Pour information de la personne retenue:
— La présente ordonnance est susceptible d’appel devant le premier président de la cour d’appel de [Localité 13] dans les 24 heures de son prononcé. Le délai d’appel qui expirerait normalement un samedi, un dimanche ou un jour férié ou chômé, est prorogé jusqu’au premier jour ouvrable suivant. Le premier président est saisi par une déclaration écrite motivée, transmise par tout moyen au greffe de la cour d’appel de [Localité 13], par courriel à l’adresse [Courriel 18]. Cet appel n’est pas suspensif. L’intéressé est maintenu à disposition de la justice jusqu’à l’audience qui se tiendra à la cour d’appel.
— Vous pouvez, pendant toute la durée de votre rétention, demander l’assistance d’un interprète, d’un avocat ainsi que d’un médecin, et communiquer avec votre consulat ou toute personne de votre choix.
— Vous avez également le droit de contacter toute organisation et nationale, internationale ou non gouvernementale compétente pour visiter les lieux de rétention, notamment :
• le Contrôleur général des lieux de privation de liberté ([Adresse 6] ; www.cglpl.fr ; tél. : [XXXXXXXX03] ; fax : 01.42.38.85.32) ;
• le Défenseur des droits ([Adresse 10] ; tél. : [XXXXXXXX05]) ;
• France Terre d’Asile ([Adresse 7] ; tél. : [XXXXXXXX02]) ;
• Forum Réfugiés Cosi ([Adresse 8] ; tél. : [XXXXXXXX04]) ;
• Médecins sans frontières – MSF ([Adresse 11] ; tél. : [XXXXXXXX01]).
— ASSFAM – Groupe SOS Solidarités est à votre disposition, sans formalité, pour vous aider dans l’exercice effectif de vos droits, aux heures d’accueil précisées par le règlement intérieur.
— Vous pouvez aussi demander, à tout moment, qu’il soit mis fin à votre rétention par simple requête, motivée et signée, adressée au juge des libertés et de la détention par tout moyen, accompagnée de toutes les pièces justificatives. justificatives.
Reçu le 18 septembre 2025, dans une langue comprise, notification de la présente ordonnance avec remise d’une copie intégrale, information du délai d’appel et des modalités d’exercice de cette voie de recours, ainsi que le rappel des droits en rétention.

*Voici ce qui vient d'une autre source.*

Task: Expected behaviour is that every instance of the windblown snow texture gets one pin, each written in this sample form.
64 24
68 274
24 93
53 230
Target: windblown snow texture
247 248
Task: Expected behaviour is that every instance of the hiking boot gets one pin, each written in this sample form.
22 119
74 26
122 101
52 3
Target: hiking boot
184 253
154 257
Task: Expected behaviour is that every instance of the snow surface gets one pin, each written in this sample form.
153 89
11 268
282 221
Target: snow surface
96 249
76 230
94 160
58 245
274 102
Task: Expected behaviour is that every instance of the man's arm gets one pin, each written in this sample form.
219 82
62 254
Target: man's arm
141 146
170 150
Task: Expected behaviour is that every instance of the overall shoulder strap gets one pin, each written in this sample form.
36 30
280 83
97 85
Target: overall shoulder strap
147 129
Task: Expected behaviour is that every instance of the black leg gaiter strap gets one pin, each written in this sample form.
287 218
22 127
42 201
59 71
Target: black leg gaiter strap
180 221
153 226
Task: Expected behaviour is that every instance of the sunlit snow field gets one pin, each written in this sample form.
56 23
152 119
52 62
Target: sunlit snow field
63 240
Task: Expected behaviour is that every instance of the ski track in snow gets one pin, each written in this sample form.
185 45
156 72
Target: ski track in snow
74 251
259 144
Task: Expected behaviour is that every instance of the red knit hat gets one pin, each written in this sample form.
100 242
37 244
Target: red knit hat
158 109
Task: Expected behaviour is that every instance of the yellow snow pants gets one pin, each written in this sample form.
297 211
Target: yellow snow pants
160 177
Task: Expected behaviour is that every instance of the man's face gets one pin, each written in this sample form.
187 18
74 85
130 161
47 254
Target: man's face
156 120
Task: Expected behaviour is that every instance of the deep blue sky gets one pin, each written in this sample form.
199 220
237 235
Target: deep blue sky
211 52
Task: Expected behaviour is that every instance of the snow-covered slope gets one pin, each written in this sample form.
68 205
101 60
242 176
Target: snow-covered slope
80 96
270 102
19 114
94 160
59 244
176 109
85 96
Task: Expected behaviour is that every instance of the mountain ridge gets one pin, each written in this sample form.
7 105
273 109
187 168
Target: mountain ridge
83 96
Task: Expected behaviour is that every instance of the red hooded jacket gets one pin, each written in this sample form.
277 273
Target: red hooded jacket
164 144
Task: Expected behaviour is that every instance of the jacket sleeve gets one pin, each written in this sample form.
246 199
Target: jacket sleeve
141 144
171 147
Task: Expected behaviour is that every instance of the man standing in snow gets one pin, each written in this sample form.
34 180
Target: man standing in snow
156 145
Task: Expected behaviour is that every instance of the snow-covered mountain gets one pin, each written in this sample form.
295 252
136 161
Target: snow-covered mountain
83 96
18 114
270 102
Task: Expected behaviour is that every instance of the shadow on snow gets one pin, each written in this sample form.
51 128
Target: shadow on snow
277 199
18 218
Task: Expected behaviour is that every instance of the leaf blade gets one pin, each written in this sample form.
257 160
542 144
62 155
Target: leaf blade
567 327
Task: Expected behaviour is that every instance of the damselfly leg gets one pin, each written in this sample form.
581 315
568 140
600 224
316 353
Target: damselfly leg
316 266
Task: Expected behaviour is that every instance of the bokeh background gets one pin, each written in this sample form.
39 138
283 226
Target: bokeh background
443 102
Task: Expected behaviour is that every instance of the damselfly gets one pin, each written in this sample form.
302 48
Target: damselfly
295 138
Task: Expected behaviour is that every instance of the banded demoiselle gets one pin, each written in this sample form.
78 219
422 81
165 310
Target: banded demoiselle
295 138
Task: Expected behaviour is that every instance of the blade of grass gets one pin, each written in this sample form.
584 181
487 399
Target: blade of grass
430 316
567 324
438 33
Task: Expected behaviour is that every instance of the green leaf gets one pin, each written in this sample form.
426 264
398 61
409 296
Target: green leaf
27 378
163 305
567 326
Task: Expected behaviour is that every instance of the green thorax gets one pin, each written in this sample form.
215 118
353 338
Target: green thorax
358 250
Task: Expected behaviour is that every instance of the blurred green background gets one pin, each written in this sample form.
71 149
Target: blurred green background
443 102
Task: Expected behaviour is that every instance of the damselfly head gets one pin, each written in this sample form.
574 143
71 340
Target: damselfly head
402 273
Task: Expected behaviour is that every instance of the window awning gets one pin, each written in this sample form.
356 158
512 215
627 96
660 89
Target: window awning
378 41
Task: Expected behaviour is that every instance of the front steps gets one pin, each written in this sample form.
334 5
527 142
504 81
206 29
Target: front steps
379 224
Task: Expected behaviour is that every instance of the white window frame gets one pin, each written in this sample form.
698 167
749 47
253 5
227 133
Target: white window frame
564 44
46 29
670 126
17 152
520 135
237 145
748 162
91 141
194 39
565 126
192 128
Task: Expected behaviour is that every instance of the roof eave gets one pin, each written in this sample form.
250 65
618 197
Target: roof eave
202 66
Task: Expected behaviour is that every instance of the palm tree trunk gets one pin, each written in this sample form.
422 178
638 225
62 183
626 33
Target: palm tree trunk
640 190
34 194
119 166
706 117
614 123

La personne retenue, absente par visio-conférence,
Copie intégrale de la présente ordonnance a été transmise par l’intermédiaire d’un moyen de télécommunication comportant un accusé de réception, le 18 septembre 2025, à l’avocat du M. LE PRÉFET DE L’YONNE, absent au prononcé de la décision.
Copie intégrale de la présente ordonnance a été transmise par l’intermédiaire d’un moyen de télécommunication comportant un accusé de réception, le 18 septembre 2025, à l’avocat de la personne retenue, absent au prononcé de la décision.
La présente ordonnance a été portée à la connaissance du procureur de la République, le 18 septembre 2025 à ________ heures
Le greffier
Nous ………………………………………………………………, procureur de la République près le tribunal judiciaire de Strasbourg, déclarons ne pas Nous opposer à la mise à exécution de la présente ordonnance.
le ……………………………………… à ……………………………………… heures.
Le procureur de la République,
Nous ………………………………………………………………, procureur de la République près le tribunal judiciaire de Strasbourg, déclarons Nous opposer à la mise à exécution de la présente ordonnance.
le ……………………………………… à ……………………………………… heures.